Saturday, July 25, 2009

Time is running out. I think I have just one day left at this current restaurant. And I wonder if I learned all that I was meant to in my time here. One of the newer, younger cooks was having difficulty last week with his buerre blanc. We were busy and it kept breaking, and I saw him struggling with it so I helped him. I made one and it lasted the rest of the night, he even tried heating it up to see if it would break and it didn't. I couldn't actually figure out what was making his fall apart but I told him I think it's because he is scared of it and he admitted that he was. As if the trauma, wherever it was coming from was trembling the molecules of the emulsion, and I remember back in chef school, 14 years ago, it was my turn to make my first buerre blanc and I was scared to death, I couldn't understand how it was made, even though it was explained in detail. Cooking is a mystery, an art and a science, but a lot tends to fall under mystery doesn't it. I struggled for years with this sauce, and it struck me that night I fixed his that I can now do it with my eyes shut, pressed for time and juggling lots of other things. I make brown butter holandaises like it's no big thing, because it's not.. but it is. I make the meanest scallop this side of my boss, and I didn't used to. I know a good foie from a bad one. I have learned a lot. There is a certain sadness with shallots, I have decided. I will miss working with the distinctly French fresh tarragon, Italians don't really use it. I wish I could say that I mastered charcouterie, but I really didn't.
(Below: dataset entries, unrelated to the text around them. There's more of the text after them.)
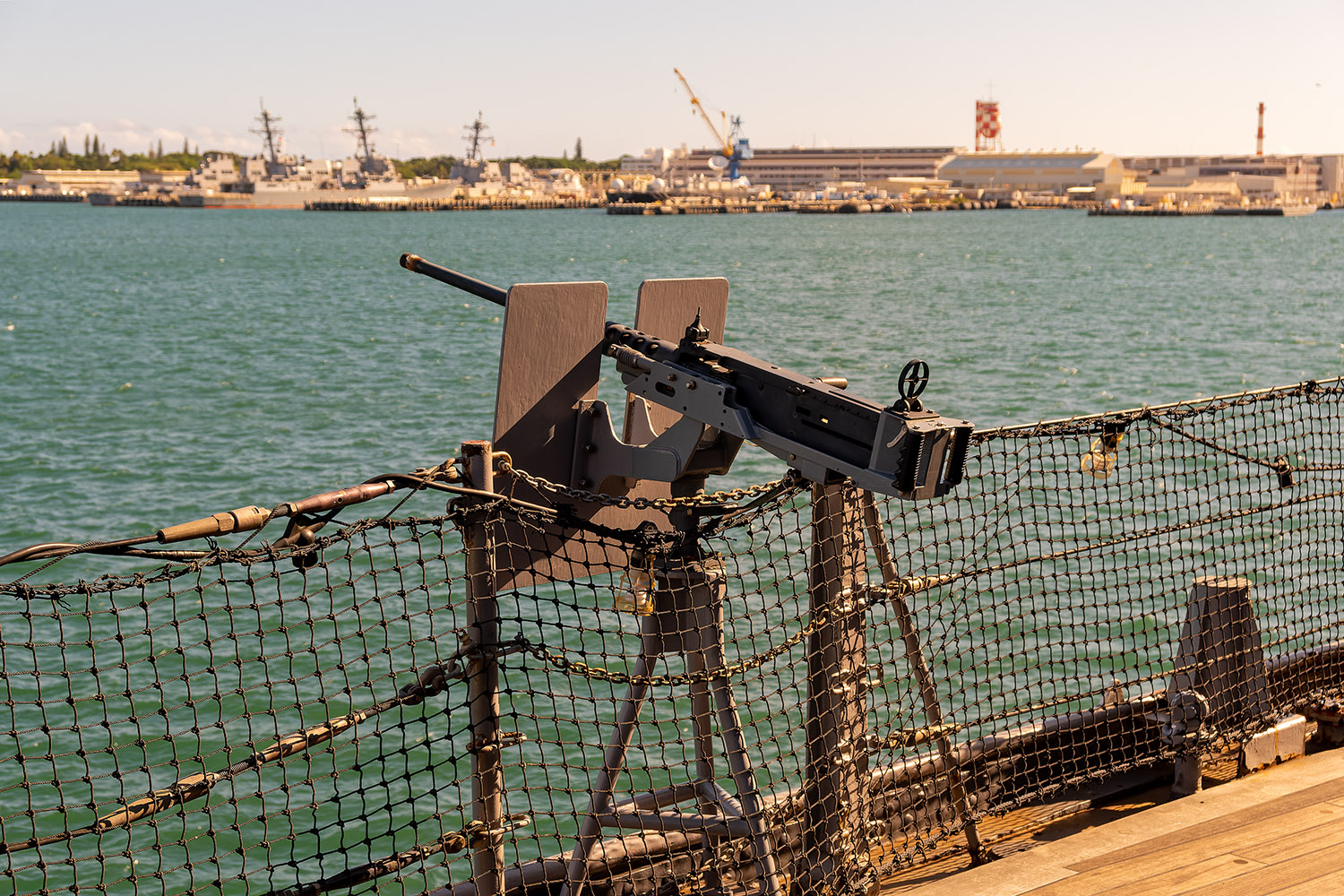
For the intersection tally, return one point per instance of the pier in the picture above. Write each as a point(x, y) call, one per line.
point(702, 206)
point(1230, 211)
point(486, 203)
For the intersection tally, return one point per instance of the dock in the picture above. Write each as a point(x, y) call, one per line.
point(484, 203)
point(1274, 831)
point(1234, 211)
point(698, 206)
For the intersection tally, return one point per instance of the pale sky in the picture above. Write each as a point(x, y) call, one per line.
point(1131, 78)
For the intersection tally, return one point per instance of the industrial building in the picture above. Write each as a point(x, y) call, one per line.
point(53, 180)
point(1002, 174)
point(798, 167)
point(1262, 179)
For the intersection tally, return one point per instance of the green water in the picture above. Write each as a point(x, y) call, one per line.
point(161, 363)
point(171, 363)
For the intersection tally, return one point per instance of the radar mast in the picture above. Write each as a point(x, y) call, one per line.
point(360, 131)
point(269, 131)
point(476, 134)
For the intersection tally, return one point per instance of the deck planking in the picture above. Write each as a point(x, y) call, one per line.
point(1274, 833)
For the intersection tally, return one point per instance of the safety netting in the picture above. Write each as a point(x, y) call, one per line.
point(781, 686)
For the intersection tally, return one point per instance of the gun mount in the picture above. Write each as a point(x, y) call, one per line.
point(726, 397)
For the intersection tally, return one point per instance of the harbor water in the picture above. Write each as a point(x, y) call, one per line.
point(160, 365)
point(166, 365)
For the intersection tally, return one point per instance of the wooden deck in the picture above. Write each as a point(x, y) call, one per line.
point(1279, 831)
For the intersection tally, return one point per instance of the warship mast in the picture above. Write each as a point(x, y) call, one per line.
point(360, 131)
point(476, 134)
point(269, 131)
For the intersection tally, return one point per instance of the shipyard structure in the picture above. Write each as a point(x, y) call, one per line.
point(1032, 177)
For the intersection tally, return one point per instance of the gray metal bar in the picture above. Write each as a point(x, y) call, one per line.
point(714, 825)
point(914, 656)
point(833, 849)
point(734, 745)
point(483, 685)
point(601, 794)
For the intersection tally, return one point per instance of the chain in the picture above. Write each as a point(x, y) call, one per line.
point(599, 673)
point(710, 498)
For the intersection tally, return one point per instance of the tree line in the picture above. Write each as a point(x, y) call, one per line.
point(99, 156)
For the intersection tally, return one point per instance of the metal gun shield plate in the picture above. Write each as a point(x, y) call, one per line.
point(550, 363)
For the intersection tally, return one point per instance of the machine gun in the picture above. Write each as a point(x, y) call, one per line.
point(726, 397)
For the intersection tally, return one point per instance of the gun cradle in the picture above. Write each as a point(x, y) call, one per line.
point(817, 429)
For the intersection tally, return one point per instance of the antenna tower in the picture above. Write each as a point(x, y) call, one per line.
point(269, 131)
point(988, 132)
point(475, 136)
point(360, 131)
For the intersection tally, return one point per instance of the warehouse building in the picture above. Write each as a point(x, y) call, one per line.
point(1004, 174)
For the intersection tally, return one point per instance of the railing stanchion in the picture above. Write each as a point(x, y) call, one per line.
point(483, 680)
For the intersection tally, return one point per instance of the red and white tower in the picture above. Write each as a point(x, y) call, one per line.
point(986, 126)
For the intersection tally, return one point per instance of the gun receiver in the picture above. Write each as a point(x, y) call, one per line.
point(903, 449)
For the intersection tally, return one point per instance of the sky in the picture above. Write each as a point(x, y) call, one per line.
point(1129, 78)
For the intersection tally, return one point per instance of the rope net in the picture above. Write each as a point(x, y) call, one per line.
point(804, 688)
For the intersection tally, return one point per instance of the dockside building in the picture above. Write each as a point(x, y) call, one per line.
point(1306, 179)
point(796, 168)
point(1055, 174)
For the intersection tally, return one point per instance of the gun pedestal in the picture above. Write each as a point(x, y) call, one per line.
point(687, 619)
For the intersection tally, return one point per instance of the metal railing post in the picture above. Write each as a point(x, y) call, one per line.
point(483, 685)
point(833, 834)
point(924, 680)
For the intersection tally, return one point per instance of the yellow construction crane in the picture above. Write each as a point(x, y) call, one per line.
point(733, 145)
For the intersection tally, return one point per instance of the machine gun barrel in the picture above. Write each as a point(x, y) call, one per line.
point(478, 288)
point(822, 430)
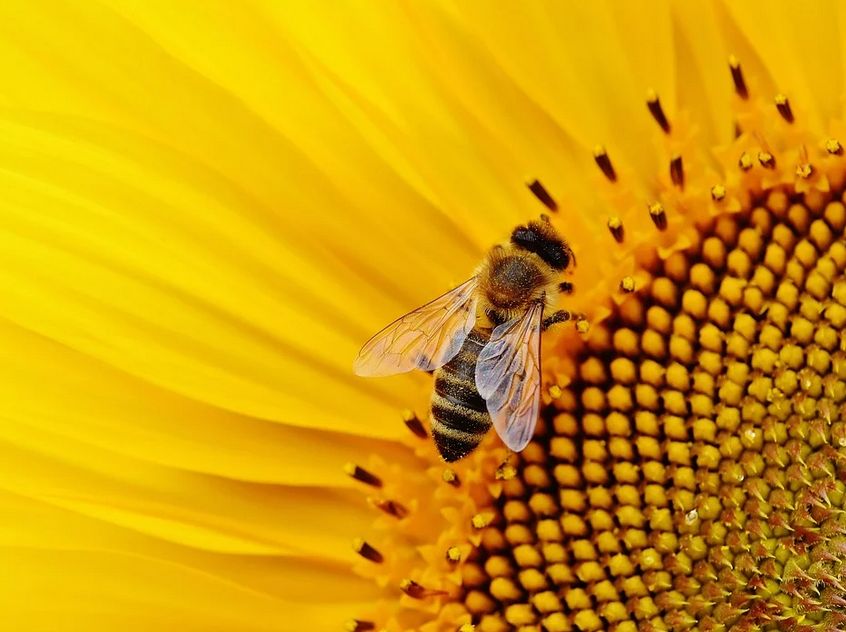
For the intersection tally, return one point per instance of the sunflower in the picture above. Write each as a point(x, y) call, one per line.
point(207, 208)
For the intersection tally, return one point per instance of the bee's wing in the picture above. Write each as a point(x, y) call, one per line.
point(508, 377)
point(426, 339)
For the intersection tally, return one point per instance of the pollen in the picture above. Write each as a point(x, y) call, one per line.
point(687, 471)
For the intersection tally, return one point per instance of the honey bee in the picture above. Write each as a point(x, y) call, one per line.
point(487, 371)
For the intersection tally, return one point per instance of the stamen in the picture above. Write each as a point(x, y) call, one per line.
point(356, 625)
point(416, 591)
point(505, 471)
point(677, 171)
point(737, 77)
point(615, 225)
point(659, 217)
point(604, 163)
point(805, 170)
point(390, 507)
point(833, 146)
point(413, 423)
point(766, 159)
point(654, 105)
point(482, 520)
point(360, 474)
point(543, 195)
point(783, 107)
point(367, 552)
point(450, 477)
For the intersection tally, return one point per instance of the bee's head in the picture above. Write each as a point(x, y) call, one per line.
point(540, 238)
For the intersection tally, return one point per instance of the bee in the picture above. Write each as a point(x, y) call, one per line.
point(487, 370)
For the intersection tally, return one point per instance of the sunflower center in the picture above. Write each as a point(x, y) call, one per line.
point(689, 471)
point(693, 472)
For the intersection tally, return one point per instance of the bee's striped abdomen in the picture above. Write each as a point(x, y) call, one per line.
point(459, 415)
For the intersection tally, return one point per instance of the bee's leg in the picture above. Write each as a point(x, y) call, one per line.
point(561, 316)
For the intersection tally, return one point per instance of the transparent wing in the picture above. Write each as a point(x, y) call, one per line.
point(508, 377)
point(426, 339)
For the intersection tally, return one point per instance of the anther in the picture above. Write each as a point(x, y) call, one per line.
point(604, 163)
point(543, 195)
point(783, 107)
point(805, 171)
point(677, 171)
point(737, 77)
point(505, 471)
point(390, 507)
point(766, 159)
point(450, 477)
point(833, 146)
point(360, 474)
point(366, 551)
point(615, 225)
point(412, 421)
point(654, 105)
point(481, 520)
point(356, 625)
point(416, 591)
point(659, 217)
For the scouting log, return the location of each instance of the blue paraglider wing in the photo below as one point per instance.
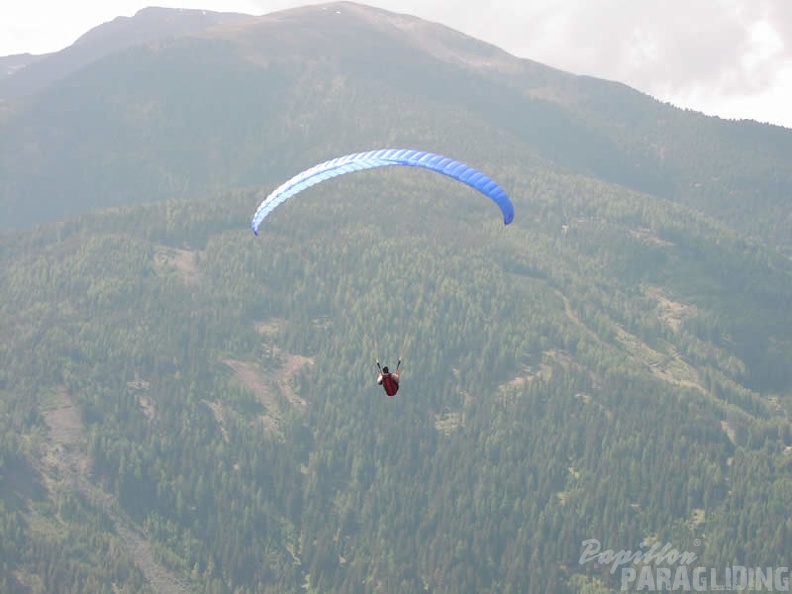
(384, 158)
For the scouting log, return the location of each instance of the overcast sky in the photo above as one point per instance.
(731, 58)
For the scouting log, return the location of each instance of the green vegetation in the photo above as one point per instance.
(173, 383)
(187, 407)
I'm going to miss the chef, his talent is mesmerizing. A year and a half later and I still can't figure out where he gets his ideas from. Last night he made a seared foie with Sancerre soaked melon for me as a going away present.

I worked a single day at the new place on Thursday and really enjoyed it. The menu needs a lot of work, the pasta dishes are in a bad way right now, too mediocre. The draw of the place is clearly the artisnal, authentic pizzas, but I want the other dishes to match that quality. The pizzas are sublime, Giovanni really has the lightest touch with ingredients, he knows exactly how scant to scatter things, and it always comes out right. It's incredible to watch him when it's busy, he juggles eight to ten at a time. We became fast friends. His English is just a little better than my Italian, so we use Spanish instead. One my first day he made me food all day, first a chickpea-flour socca, then a tirimisu, then a peppered veal and gorgonzola dish, and in the evening a pizza, I made him a pasta and a test batch of my grandfathers olives. We made the paper that day: Here (Scroll to bottom).

The kitchen needs a bit of a facelift though, in my opinion, a few shelves loaded with colorful cans of tomatoes and such would do the trick. Giovanni and I sourced a wonderful brand of canned San Marzano tomatoes, the best I ever had. We will use those exclusively on the pizzas and pastas. We also found a dazzling sparkling water whose bottle was designed by the guys who design Ferrari.

I have to work out some dishes by early next week. So far, the plan is to have a slow confit of duck leg, the meat pulled off in silky shards, in a sauce of green olives and duck essence, twirled up with pappardelle that I will make fresh. We are still trying to find the right pasta machine that suits me.

I made something called Pasta Trinacria the other day that I liked. There is an ancient symbol of Sicily, probably pre-Greek, that is an image of the sun, with a somber face, with three legs jetting out. The three legs are meant to represent the three earliest tribes that made up Sicily (the Sicani, the Elymi and the Siculi). The three legs also form an imaginary triangle, which mimics the shape of Sicily itself. But this dish is meant to combine the three main flavors of the island, if you can really narrow it down to three. Swordfish, eggplant and mint. I made a light tomato sauce anointed with garlic and anchovy, and added deeply browned chunks of eggplant and cubes of swordfish, spiked everything with a little mint and tied it all up in fettucine. But my fettucine was far too thin, see thru really, and unfortunately didn't work. I liked the sauce and the idea behind it. I have to work on my dough, I'm a little out of practice.